Но темп русского продвижения был потерян. Неразбериха отступления сменялась четкостью обороны, и прежнюю тактику пришлось оставить. Да и вражеская жандармерия уже начала охотиться за пронырливым автомобилем с двумя русскими, выдававшими себя за офицеров немецкого Генерального штаба. Последний раз пришлось отрываться от погони, отстреливаясь из пулемета, установленного на заднем сиденье машины.
Теперь они с Пулковым, набрав желающих из числа драгун Нижегородского полка, в котором когда-то служил даже Михаил Лермонтов, продолжали рыскать по вражеским тылам скрытно. Но форму немецких офицеров по-прежнему брали с собой, чтобы в случае необходимости иметь возможность переодеться.
В то утро рассвет застал конных разведчиков на подходе к броду через речку Одесную. Вице-унтер Жуков с двумя уланами, продвигавшийся разъездом впереди отряда, подъехал к Суровцеву и коротко доложил:
– Ваше высокоблагородие, австрияки. Не менее батальона пехоты.

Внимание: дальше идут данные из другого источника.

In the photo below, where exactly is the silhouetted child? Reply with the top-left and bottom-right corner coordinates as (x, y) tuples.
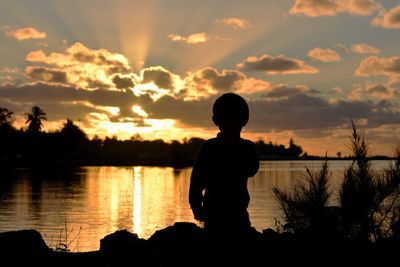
(189, 93), (259, 240)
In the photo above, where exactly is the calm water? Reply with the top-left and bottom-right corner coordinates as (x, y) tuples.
(0, 161), (394, 251)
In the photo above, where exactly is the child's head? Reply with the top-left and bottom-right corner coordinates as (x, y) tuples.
(213, 93), (249, 134)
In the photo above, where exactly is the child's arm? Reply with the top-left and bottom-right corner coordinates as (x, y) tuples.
(246, 141), (260, 177)
(189, 144), (205, 221)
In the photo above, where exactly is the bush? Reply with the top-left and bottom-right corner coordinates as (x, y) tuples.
(273, 121), (400, 241)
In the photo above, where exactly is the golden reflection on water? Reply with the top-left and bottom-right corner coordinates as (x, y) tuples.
(132, 167), (142, 238)
(0, 161), (378, 251)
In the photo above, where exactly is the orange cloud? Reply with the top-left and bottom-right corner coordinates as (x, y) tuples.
(237, 55), (319, 74)
(7, 27), (46, 41)
(168, 32), (209, 44)
(356, 56), (400, 82)
(215, 17), (253, 29)
(290, 0), (380, 17)
(371, 5), (400, 29)
(351, 43), (381, 54)
(26, 43), (136, 89)
(308, 47), (342, 62)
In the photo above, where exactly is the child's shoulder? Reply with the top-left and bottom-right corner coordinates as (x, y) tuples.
(241, 138), (255, 146)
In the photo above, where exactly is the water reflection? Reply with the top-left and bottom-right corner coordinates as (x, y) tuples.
(0, 161), (392, 251)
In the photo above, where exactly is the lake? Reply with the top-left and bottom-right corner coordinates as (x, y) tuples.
(0, 160), (394, 252)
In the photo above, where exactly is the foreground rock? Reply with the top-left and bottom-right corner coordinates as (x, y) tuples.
(0, 223), (400, 267)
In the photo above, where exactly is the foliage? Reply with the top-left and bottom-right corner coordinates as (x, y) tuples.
(0, 107), (13, 127)
(0, 106), (303, 168)
(340, 121), (400, 240)
(273, 121), (400, 241)
(273, 160), (332, 232)
(26, 106), (47, 133)
(49, 221), (82, 252)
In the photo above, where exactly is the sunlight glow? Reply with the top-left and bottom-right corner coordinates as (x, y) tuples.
(132, 105), (149, 118)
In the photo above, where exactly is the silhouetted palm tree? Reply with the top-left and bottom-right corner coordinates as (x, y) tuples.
(26, 106), (47, 133)
(0, 107), (13, 126)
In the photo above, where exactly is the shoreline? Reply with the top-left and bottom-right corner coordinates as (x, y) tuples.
(0, 222), (400, 267)
(0, 156), (395, 169)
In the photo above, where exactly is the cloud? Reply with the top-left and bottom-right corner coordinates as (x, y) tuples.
(264, 84), (309, 98)
(25, 67), (68, 84)
(6, 27), (46, 41)
(356, 56), (400, 82)
(112, 74), (135, 89)
(308, 47), (342, 62)
(0, 68), (19, 73)
(365, 84), (398, 99)
(351, 43), (381, 54)
(246, 93), (400, 132)
(289, 0), (381, 17)
(168, 32), (209, 44)
(371, 5), (400, 29)
(26, 42), (135, 90)
(237, 55), (319, 74)
(215, 17), (253, 29)
(140, 66), (176, 91)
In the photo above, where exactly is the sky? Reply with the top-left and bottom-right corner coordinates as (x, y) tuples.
(0, 0), (400, 156)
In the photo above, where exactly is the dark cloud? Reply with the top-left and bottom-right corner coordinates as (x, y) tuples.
(194, 67), (246, 91)
(238, 55), (318, 74)
(112, 75), (135, 89)
(264, 84), (308, 98)
(248, 93), (400, 132)
(142, 67), (174, 90)
(25, 67), (68, 84)
(0, 83), (138, 122)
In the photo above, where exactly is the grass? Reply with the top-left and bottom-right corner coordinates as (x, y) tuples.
(45, 220), (82, 252)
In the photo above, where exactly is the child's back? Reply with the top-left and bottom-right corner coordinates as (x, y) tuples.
(189, 93), (259, 238)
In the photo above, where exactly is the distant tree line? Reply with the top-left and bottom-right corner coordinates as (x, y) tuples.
(0, 106), (307, 167)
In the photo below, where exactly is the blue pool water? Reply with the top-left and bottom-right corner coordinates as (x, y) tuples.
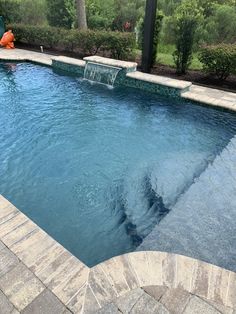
(0, 64), (236, 266)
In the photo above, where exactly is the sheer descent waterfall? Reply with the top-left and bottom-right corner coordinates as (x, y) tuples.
(84, 62), (122, 86)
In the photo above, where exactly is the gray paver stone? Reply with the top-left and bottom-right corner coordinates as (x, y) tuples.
(22, 289), (66, 314)
(183, 296), (221, 314)
(96, 303), (119, 314)
(113, 288), (144, 314)
(143, 286), (168, 301)
(0, 291), (14, 314)
(0, 247), (19, 277)
(130, 293), (169, 314)
(160, 288), (191, 314)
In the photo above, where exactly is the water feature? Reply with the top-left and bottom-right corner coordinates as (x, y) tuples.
(84, 62), (122, 86)
(0, 63), (236, 265)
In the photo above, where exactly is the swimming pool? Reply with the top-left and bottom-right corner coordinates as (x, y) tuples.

Суровцев, не первый день знавший унтер-офицера, знал и эту его манеру докладывать. Про таких, как Жуков, в народе говорят «себе на уме». Это раздражало всех его командиров. Вот и сейчас подпоручик Пулков собирался было отчитать немногословного Жукова за доклад, но Суровцев взглядом приказал ему молчать и достал карту. Три дня назад они переправлялись через этот брод. На австрийском берегу здесь находились сильные оборонительные позиции, которые русская пехота не могла взять несколько дней. Теперь, надо полагать, противник взялся их восстанавливать.
Сплошной линии фронта сейчас не было, как не было и другого брода поблизости. Жуков, смышленый и хорошо образованный для своего времени унтер-офицер, конечно же, мог сказать не только то, что видел австрийцев и что их не менее батальона, но постоянные придирки к нему начальства сформировали эту немногословную манеру. Он как бы решил для себя: «Сколько им ни докладывай, как ни разъясняй – они один черт будут недовольны и вопросов, порой самых дурацких, с их стороны не избежать». Для него же самого было ясно, что нужно спуститься ниже по течению и переправиться вплавь. Но кто будет спрашивать его мнение? Крепко сбитый, ладно скроенный Жуков постоянно раздражал своих начальников тем, что придраться к нему было почти невозможно. Форма на Жукове сидела как влитая – ни единой складки, ни единого зазора между ремнями и телом. Безукоризненная выправка, которой могли бы позавидовать даже кадровые офицеры. Во всех его воинских характеристиках неизменно присутствовала формулировка: «В строевом отношении подтянут». И при этом умная и образованная голова, в которой начальство подозревало нелестные для себя мысли. Это и раздражало. Но будущий полководец начал формироваться в царской армии, движимый не только честолюбием и чувством обиды, как это было у поручика Тухачевского. Дальнейшая военная судьба Георгия Жукова стала его ответом и на сословное неравенство царской России.